In a subsequent attempt to solve the issue, the team tried two solutions taken from the Simcenter Testlab acoustic testing portfolio. First, an operating deflection shape (ODS) analysis was performed on the front axle to assess the vibration pattern during operational conditions. ODS measurements were performed in 10 rounds using 60 accelerometer positions, a very time-consuming approach, with a particular focus on the deflection pattern at 2,520 rpm when the whining noise in the cabin peaks. The test engineers noted that the vibration levels are indeed high at that speed, as are the interior noise levels. Yet the noise peaked at around 3,000 rpm seemed unrelated to high vibration peaks.
“So the overall noise level increased as the vibration level grew, but there was no direct correlation between high vibrations and high cabin noise,” says Renderstedt. “In brief, the test didn’t really help us.”
In addition, a modal analysis on the full wheel loader did not deliver any beneficial results.
“After each operational run, we measured the hammer impact to identify the modal behavior of the front axle regardless of the acting forces,” says Rendersted. “No critical frequencies could be found.”
A third approach, which involved close cooperation with Simcenter™ Engineering services, led to more conclusive results. The test team positioned three sensors on the front axle – one on the left and one on the right drive shaft, plus one on the pinion shaft – and measured the displacement inside the casing during acceleration. It showed that the displacement was much larger at the side shafts than at the pinion shaft in the ninth prop shaft position. Moreover, the peaks in casing vibrations at the pinion bearing were clearly linked to peak displacements at 210 and 375 hertz (Hz). These and further observations made it clear that the front axle was causing the whining noise.

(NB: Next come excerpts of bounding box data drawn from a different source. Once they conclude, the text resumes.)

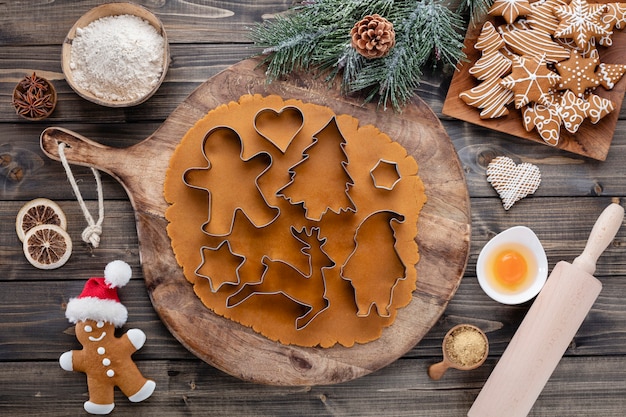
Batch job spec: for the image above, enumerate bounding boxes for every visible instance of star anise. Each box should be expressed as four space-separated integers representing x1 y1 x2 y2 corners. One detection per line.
13 73 56 120
19 72 48 91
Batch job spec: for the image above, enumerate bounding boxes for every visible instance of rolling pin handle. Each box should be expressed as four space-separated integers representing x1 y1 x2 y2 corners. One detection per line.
573 203 624 275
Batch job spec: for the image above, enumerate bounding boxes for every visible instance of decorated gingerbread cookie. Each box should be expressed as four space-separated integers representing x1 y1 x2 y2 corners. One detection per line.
59 261 156 414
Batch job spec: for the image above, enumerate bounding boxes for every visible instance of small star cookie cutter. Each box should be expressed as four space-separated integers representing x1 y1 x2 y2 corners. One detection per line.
194 240 246 293
226 226 335 330
341 210 406 317
370 159 402 191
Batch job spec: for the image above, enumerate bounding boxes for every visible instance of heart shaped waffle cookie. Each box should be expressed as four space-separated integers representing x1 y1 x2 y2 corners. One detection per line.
487 156 541 210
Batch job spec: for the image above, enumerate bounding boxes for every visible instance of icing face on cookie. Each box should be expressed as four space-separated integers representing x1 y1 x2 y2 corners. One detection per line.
76 320 115 347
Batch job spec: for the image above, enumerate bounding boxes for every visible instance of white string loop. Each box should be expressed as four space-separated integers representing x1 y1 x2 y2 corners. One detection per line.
59 142 104 248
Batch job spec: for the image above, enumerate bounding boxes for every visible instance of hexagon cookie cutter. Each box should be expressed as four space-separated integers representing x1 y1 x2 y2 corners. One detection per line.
370 159 402 191
226 226 335 330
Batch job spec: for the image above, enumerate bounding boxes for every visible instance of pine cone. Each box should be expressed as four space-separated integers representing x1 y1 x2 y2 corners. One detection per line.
350 14 396 59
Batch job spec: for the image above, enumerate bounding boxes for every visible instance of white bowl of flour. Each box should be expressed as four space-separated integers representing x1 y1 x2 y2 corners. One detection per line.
61 3 170 107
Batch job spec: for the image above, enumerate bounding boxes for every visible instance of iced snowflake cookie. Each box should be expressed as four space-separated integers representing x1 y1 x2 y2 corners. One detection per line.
459 0 626 146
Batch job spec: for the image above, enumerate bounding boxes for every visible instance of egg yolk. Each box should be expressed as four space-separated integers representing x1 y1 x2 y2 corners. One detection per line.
493 249 528 289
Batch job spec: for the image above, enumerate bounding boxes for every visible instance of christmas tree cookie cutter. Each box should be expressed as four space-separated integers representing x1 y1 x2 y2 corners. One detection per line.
276 116 357 221
341 210 406 317
226 227 335 330
183 126 280 236
254 106 304 153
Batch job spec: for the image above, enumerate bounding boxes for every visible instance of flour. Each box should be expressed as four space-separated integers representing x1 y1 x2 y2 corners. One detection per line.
70 15 165 101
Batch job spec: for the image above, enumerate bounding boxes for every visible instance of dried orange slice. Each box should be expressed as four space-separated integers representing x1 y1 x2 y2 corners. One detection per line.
23 224 72 269
15 198 67 242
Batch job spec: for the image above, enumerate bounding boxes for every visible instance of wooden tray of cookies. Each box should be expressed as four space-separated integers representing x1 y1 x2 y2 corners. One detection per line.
41 59 471 385
442 4 626 161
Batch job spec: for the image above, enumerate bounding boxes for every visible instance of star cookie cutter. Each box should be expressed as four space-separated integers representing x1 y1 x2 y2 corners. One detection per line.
276 116 357 221
254 106 304 153
226 226 335 330
370 159 402 191
183 126 280 236
341 210 406 317
194 240 246 293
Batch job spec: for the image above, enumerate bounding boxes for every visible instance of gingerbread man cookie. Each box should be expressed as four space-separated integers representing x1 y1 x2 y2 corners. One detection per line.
59 261 156 414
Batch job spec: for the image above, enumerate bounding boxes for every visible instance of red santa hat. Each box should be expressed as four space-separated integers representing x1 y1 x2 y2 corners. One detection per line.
65 261 132 327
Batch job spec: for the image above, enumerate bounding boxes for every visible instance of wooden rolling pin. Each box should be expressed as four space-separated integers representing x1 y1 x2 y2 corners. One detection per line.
467 203 624 417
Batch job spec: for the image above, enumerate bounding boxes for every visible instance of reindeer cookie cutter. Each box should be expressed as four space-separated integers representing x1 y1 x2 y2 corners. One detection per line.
226 226 335 330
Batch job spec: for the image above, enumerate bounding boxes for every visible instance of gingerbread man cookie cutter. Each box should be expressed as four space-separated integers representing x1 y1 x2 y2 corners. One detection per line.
183 126 280 236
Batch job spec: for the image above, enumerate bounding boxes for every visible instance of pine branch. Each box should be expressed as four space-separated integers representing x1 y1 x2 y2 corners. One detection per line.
252 0 482 110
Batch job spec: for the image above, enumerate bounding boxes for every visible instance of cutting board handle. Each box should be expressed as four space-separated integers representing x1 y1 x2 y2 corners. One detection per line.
40 127 118 172
573 203 624 275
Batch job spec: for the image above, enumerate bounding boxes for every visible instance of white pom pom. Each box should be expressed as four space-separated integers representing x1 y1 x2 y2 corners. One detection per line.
104 261 133 288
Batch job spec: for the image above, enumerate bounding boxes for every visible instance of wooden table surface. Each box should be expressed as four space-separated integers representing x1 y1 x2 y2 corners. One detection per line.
0 0 626 417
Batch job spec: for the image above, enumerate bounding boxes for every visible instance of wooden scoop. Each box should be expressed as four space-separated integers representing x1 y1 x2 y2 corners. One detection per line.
467 203 624 417
428 324 489 380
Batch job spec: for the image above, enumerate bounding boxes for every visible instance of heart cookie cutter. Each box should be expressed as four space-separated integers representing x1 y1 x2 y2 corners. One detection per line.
254 106 304 153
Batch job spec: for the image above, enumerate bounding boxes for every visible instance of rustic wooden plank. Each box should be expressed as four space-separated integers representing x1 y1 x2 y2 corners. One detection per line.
0 357 626 417
0 43 258 125
0 115 626 202
0 0 292 46
0 260 626 362
0 200 140 281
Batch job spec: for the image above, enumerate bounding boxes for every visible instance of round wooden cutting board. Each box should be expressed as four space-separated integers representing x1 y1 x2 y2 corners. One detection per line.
41 59 471 385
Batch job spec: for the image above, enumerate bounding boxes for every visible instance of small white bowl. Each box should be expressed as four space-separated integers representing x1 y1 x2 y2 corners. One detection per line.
61 3 170 107
476 226 548 305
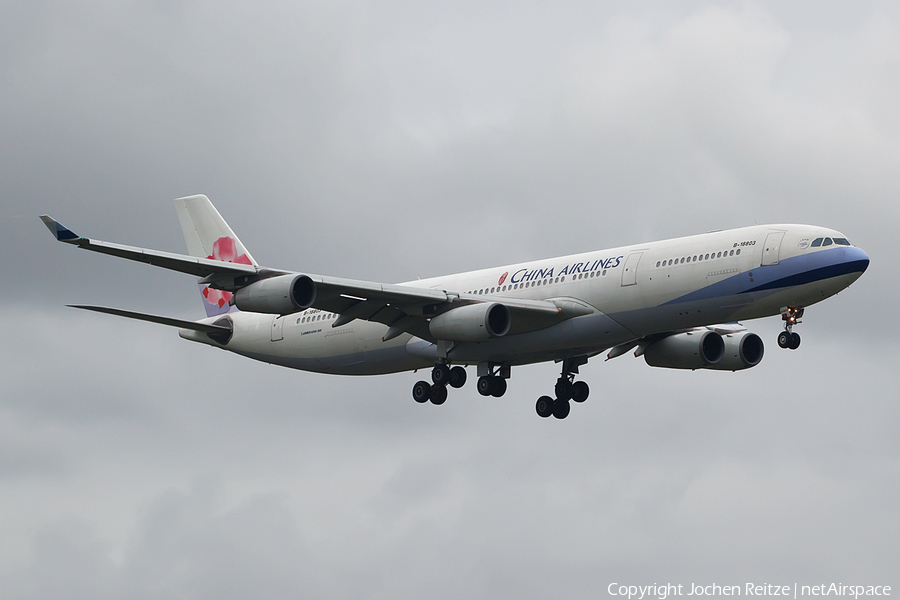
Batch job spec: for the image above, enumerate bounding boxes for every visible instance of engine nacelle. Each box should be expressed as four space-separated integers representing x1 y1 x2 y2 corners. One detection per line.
428 302 512 342
644 331 725 369
704 331 764 371
234 275 316 315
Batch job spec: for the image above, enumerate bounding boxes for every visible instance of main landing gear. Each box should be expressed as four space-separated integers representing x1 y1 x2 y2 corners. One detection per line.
534 356 591 419
778 307 803 350
413 363 468 404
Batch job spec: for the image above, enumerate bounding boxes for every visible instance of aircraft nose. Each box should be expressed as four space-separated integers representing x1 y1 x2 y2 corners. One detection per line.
844 246 869 275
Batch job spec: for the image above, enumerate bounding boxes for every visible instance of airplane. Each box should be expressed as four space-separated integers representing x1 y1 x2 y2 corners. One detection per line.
40 195 869 419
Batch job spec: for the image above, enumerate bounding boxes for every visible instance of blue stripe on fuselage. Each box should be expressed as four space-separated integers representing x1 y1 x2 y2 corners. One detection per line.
665 246 869 304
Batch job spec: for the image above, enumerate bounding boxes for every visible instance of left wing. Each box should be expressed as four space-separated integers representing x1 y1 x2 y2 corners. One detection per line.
41 215 595 341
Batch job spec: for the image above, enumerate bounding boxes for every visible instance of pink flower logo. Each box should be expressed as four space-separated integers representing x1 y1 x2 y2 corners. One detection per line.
203 237 253 308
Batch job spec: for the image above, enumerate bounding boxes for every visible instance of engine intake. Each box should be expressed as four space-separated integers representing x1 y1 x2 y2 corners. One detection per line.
644 331 725 369
428 302 512 342
705 331 764 371
234 275 316 315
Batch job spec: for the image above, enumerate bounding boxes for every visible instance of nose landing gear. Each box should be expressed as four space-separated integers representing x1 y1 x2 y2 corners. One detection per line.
778 307 803 350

“The Simcenter Engineering people had the great idea to measure the displacement,” says Renderstedt. “In fact, we were a bit reluctant to try this as the test does damage the axle, but it was definitely worth the effort. With a couple of simple transducers, we arrived at some very good results.”
Following this result, the engineers decided to gain a deeper insight into the problem via torsional vibration analysis. Two laser sensors, one close to the rear and another one near the front flange of the front axle prop shaft, revealed a clear peak in torsion-based resonance in the driveline at 370 Hz. Putting all the pieces of the puzzle together, VCE engineers could conclude that the torsional mode is responsible for the high excitation from the front axle at 2,400 rpm So they knew they had to improve the quality of the gears to reduce the vibration.
In the meantime, solutions have been proposed to resolve the issue. Based on further tests, the team determined that adding a mass of approximately 10 kilos will change the dynamics of the shaft and improve its behavior. A tuned mass damper could help as well if no propeller shaft configuration is good enough.
“There’s still a way to go, but at least we know we’re on the right track now,” says Renderstedt. “Siemens Digital Industries Software really contributed greatly to this result. Simcenter Testlab is a platform of easy-to-use testing solutions, with a great look and feel, which helped us save time.”
He notes “For their part, the Simcenter Engineering services team is always ready to help. Whenever we have an issue, we can call customer support and either the people there or the engineers will jump to our assistance. The solution to this whining noise problem is just one example of how Simcenter testing solutions from Siemens Digital Industries Software helps VCE achieve its commitment to quality.”